Article

Regret bound for Narendra-Shapiro bandit algorithms

Fabien Panloup, Sofiane Saadane, and Sébastien Gadat

Abstract

Narendra-Shapiro (NS) algorithms are bandit-type algorithms developed in the 1960s which have been deeply studied in infinite horizon but for which scarce non-asymptotic results exist. In this paper, we focus on a non-asymptotic study of the regret and address the following question: are Narendra-Shapiro bandit algorithms competitive from this point of view? In our main result, we obtain some uniform explicit bounds for the regret of (over)-penalized-NS algorithms. We also extend to the multi-armed case some convergence properties of penalized-NS algorithms towards a stationary Piecewise Deterministic Markov Process (PDMP).
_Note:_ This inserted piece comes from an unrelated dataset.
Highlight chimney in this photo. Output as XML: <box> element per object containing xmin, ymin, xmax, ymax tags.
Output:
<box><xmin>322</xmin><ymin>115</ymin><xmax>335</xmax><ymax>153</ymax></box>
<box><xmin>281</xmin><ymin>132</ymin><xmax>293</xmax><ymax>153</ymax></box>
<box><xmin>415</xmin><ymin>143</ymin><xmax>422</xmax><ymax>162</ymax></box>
Finally, we establish some new sharp mixing bounds for these processes.

Keywords

Regret; Stochastic Bandit Algorithms; Piecewise Deterministic Markov Processes;

Replaces

Sébastien Gadat, Fabien Panloup, and Sofiane Saadane, Regret bound for Narendra-Shapiro bandit algorithms, TSE Working Paper, n. 15-556, February 2015, revised May 2016.

Reference

Fabien Panloup, Sofiane Saadane, and Sébastien Gadat, Regret bound for Narendra-Shapiro bandit algorithms, Stochastics, May 2018, pp. 886–926.

Published in

Stochastics, May 2018, pp. 886–926